In the wake of continuing white supremacist violence, including the shooting at El Paso, Texas, some politicians, law enforcement associations, and figures in the media are talking about creating a new domestic terrorism law. Such demands are routed in the claim that the FBI needs more powers in order to counter white nationalist violence.
Defending Rights & Dissent Policy & Legislative Counsel (and journalist!) Chip Gibbons penned an article for In These Times “Expanding the Powers of the FBI Is Not the Solution to White Supremacist Violence.” It was later republished by Jacobin under the title “Never Trust the FBI.”
Gibbons counters arguments for expanded FBI authority with a two pronged approach. First, he debunks claims about there not being laws covering domestic terrorism and showing how it is emprically false to say the FBI is short on investigatory powers. Second, Gibbons points out how the FBI uses its domestic terrorism powers to target dissent. Given the FBI’s institutional racism, these powers are frequently brought down on civil rights and racial justice movements.
Here’s how Gibbons explains the FBI’s current powers:
The current [FBI] guidelines create two overarching types of FBI investigations of individuals: predicated investigations and assessments. While predicated investigations require having a factual reason to think the subject has some nexus to criminal activity or a national security threat, an assessment requires no such justification. Thanks to the Mukasey guidelines, the FBI can investigate people without any evidence of a crime.

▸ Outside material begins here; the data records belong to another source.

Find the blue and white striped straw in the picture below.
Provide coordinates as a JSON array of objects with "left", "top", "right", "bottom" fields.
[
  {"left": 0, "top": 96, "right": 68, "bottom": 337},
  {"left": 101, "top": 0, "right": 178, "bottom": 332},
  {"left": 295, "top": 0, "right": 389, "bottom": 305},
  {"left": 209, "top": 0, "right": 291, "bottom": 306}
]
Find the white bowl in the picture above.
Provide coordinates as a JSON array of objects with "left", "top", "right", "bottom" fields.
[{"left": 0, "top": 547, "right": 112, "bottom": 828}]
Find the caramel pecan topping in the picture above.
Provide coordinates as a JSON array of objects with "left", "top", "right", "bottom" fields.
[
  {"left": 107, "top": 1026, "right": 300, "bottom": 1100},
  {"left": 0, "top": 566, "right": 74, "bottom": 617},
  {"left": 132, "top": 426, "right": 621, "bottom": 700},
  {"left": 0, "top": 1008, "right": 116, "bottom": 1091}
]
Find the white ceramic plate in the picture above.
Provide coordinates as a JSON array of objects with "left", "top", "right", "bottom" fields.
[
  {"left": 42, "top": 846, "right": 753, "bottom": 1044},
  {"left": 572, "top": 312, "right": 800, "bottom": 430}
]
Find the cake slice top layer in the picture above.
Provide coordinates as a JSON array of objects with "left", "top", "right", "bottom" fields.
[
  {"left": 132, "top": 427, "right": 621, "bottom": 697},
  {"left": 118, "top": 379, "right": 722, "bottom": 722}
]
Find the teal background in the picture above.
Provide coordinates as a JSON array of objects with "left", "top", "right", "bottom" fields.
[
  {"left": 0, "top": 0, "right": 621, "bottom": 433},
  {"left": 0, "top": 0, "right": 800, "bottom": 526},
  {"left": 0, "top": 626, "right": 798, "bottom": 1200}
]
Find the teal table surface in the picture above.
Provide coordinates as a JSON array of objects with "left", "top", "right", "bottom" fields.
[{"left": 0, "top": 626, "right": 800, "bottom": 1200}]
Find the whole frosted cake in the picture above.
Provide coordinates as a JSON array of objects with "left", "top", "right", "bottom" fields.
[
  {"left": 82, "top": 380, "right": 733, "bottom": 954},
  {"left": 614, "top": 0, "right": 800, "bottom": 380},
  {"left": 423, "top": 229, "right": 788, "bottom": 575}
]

In addition to the current loose standards for opening an investigation in general, the FBI’s own domestic terrorism investigations show how easily the agency manipulates the term, in stark contrast to those who say the FBI lacks enough authority. Using its domestic terrorism authorities, the FBI has surveilled both Occupy Wall Street and the School of Americas Watch, even though it acknowledged both groups were nonviolent or had peaceful intentions. The FBI reasoned that a future, hypothetical “lone offender” or “militant group” could infiltrate the movements to carry out unspecified threats. The FBI’s domestic terrorism investigation of School of the Americas Watch carried on for 10 years. A 2010 Department of Justice Office of the Inspector General (OIG) report looked at FBI monitoring of domestic advocacy groups from 2001 to 2006, including PETA, Greenpeace and the Catholic Worker movement.
One of the terrorism investigations reviewed involved a 2003 incident where an alleged member of the Catholic Worker movement smashed a glass window and threw red paint at a military recruitment station. An email claiming responsibility stated the act was carried out “on behalf of the people of Iraq who suffered under Saddam Hussein and now suffer under the United States.” The OIG decided that since the act involved a “use of force or violence” (throwing red paint and smashing window) to achieve a political goal it, was—under FBI policy—proper to investigate it as domestic terrorism.
Gibbons also points out how when civil rights protesters with the group By Any Means Necessary were stabbed by white supremacists the FBI responded by investigating the victims as domestic terrorists. The FBI has recently sought to criminalize black dissent with its Black Identity Extremism intelligence assessment, which argues African-American opposition to police racism and police brutality is likely to lead to violence against law enforcement.
After writing this piece, Gibbons made a number of media appearances to talk about it. On August 12, 2019, Gibbons on appeared on Rising Up With Sonali, which broadcasts on Free Speech TV and radio stations across the country. It can be viewed online here. Gibbons then joined on August 13, 2019 Upfront on KPFA in Berkley, California. On August 14, 2019 Gibbons appeared on Equal Rights & Justice on WBAI in New York City. He also discussed his piece on his regular segment on The District Sentinel, Chip-Chat.